Trade negotiators were forced to look for a new path on Friday to reach an elusive world trade deal after a meeting between four major trading partners ended in failure.
The collapse of talks between the United States, the European Union, India and Brazil on Thursday at an historic German palace in Potsdam was the latest of several crises in the Doha round of world trade talks, which began in November 2001.
"The ball is now in the court of (World Trade Organisation) Director General) Pascal Lamy," Brazilian Foreign Minister Celso Amorim told reporters after the G4 meeting broke down. "The G4 may not ever be able to reach closure, but that certainly does not mean the end of the round," US Trade Representative Susan Schwab said.
The focus already moved back to Geneva on Friday, with Schwab, Amorim and EU Trade Commissioner Mandelson all travelling to the WTO headquarters to discuss next steps. The G4 setback increased pressure on Geneva-based negotiating chairmen to find compromises without the leading developed and developing countries speaking as one.
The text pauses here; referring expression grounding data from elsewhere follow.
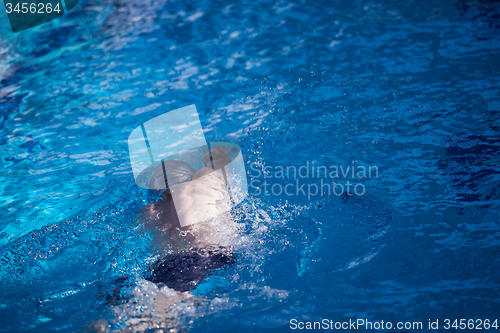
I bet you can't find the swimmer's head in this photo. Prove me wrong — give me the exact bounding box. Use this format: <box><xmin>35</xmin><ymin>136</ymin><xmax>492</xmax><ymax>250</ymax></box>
<box><xmin>149</xmin><ymin>160</ymin><xmax>196</xmax><ymax>191</ymax></box>
<box><xmin>202</xmin><ymin>146</ymin><xmax>230</xmax><ymax>169</ymax></box>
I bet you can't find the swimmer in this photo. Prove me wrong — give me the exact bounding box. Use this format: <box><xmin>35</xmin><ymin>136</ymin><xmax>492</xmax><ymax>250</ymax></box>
<box><xmin>143</xmin><ymin>146</ymin><xmax>240</xmax><ymax>290</ymax></box>
<box><xmin>91</xmin><ymin>146</ymin><xmax>241</xmax><ymax>332</ymax></box>
<box><xmin>143</xmin><ymin>146</ymin><xmax>240</xmax><ymax>250</ymax></box>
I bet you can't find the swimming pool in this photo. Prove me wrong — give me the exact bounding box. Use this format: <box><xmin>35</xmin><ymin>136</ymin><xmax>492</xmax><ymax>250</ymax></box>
<box><xmin>1</xmin><ymin>0</ymin><xmax>499</xmax><ymax>331</ymax></box>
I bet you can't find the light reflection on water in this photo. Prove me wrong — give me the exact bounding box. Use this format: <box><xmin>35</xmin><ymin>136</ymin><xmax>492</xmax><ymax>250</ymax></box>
<box><xmin>0</xmin><ymin>0</ymin><xmax>499</xmax><ymax>331</ymax></box>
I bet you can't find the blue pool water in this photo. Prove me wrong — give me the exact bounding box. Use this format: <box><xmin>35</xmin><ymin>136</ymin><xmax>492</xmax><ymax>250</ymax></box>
<box><xmin>1</xmin><ymin>0</ymin><xmax>500</xmax><ymax>331</ymax></box>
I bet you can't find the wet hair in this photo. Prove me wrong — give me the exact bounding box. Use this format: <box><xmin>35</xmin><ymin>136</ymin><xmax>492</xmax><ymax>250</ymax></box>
<box><xmin>146</xmin><ymin>247</ymin><xmax>236</xmax><ymax>292</ymax></box>
<box><xmin>149</xmin><ymin>160</ymin><xmax>196</xmax><ymax>191</ymax></box>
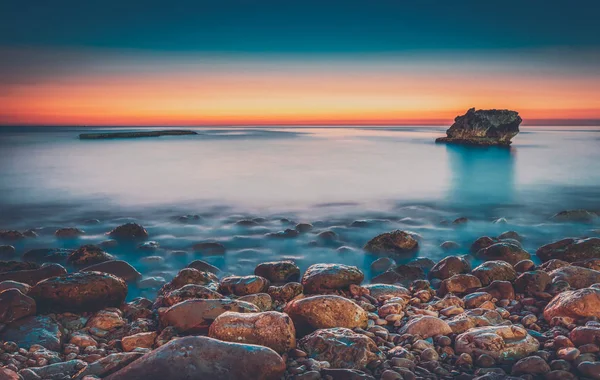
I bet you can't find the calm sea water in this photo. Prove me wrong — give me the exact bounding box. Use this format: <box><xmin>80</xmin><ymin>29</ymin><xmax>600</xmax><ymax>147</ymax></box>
<box><xmin>0</xmin><ymin>126</ymin><xmax>598</xmax><ymax>298</ymax></box>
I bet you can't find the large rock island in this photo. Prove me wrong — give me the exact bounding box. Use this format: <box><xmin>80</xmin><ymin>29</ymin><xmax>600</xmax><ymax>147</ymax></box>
<box><xmin>79</xmin><ymin>130</ymin><xmax>197</xmax><ymax>140</ymax></box>
<box><xmin>436</xmin><ymin>108</ymin><xmax>521</xmax><ymax>146</ymax></box>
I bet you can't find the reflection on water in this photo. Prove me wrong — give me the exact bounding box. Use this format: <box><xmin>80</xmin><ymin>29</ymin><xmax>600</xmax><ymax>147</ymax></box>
<box><xmin>446</xmin><ymin>144</ymin><xmax>515</xmax><ymax>206</ymax></box>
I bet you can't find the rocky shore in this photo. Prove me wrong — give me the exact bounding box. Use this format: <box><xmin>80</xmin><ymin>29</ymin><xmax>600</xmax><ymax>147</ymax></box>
<box><xmin>78</xmin><ymin>130</ymin><xmax>197</xmax><ymax>140</ymax></box>
<box><xmin>1</xmin><ymin>220</ymin><xmax>600</xmax><ymax>379</ymax></box>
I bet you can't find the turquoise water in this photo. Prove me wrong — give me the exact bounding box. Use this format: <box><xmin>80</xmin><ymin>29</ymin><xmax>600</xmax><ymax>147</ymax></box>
<box><xmin>0</xmin><ymin>126</ymin><xmax>598</xmax><ymax>298</ymax></box>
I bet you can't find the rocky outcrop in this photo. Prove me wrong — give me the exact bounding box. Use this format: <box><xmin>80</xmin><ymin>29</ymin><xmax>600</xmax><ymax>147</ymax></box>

Although the Uruguay round of world trade talks took seven-and-a-half years from start to signing of the final agreement, time may be running out on the Doha round if the WTO's 150 members can't reach a breakthrough by the end of July.
The White House's "fast track" trade promotion authority has already effectively expired and the US Congress is unlikely to renew it without significant progress in the talks.
The legislation requires US lawmakers to approve or reject trade agreements without making changes - an important detail since any amendment could unravel a carefully negotiated pact. Schwab has insisted the United States does not need fast track to finish the Doha round, but conceded on Thursday a lost opportunity to win early renewal.
"We had hope that on the basis of a G4 convergence, we would see action on fast track," Schwab said. While the G4 participants resolved at least one divisive issue by agreeing to new disciplines on food aid, they remained divided on the scope of other major agricultural reforms.
They also clashed philosophically on the best way to achieve the Doha Development Agenda's goal of using trade to help boost the livelihoods of people in poor countries. Indian Commerce Minister Kamal Nath told reporters it was unreasonable for the United States and the EU to expect payment from developing countries, in terms of new agricultural and manufacturing export opportunities, in exchange for cutting their trade-distorting farm practices.
"If that is sought, it will not be a development round, it will be the perpetuation of inequities of global trade which have happened for the last 50 years," Nath said. But Schwab argued that cutting farm and manufacturing tariffs in advanced developing countries like India, Brazil and China was as important for boosting global economic growth as US and EU reforms.
"What will generate development and the alleviation of poverty is new trade flows. And you're not going to get new trade flows unless you have market openings," she said.
A limited trade pact may still be possible if Washington can accept fewer new export opportunities than it has sought for nearly six years, said Razeen Sally, trade policy professor at the London School of Economics. "Everyone's expectations has been lowered in the last six months or so, which is why the prospects of a deal is better now than a year ago," Sally said.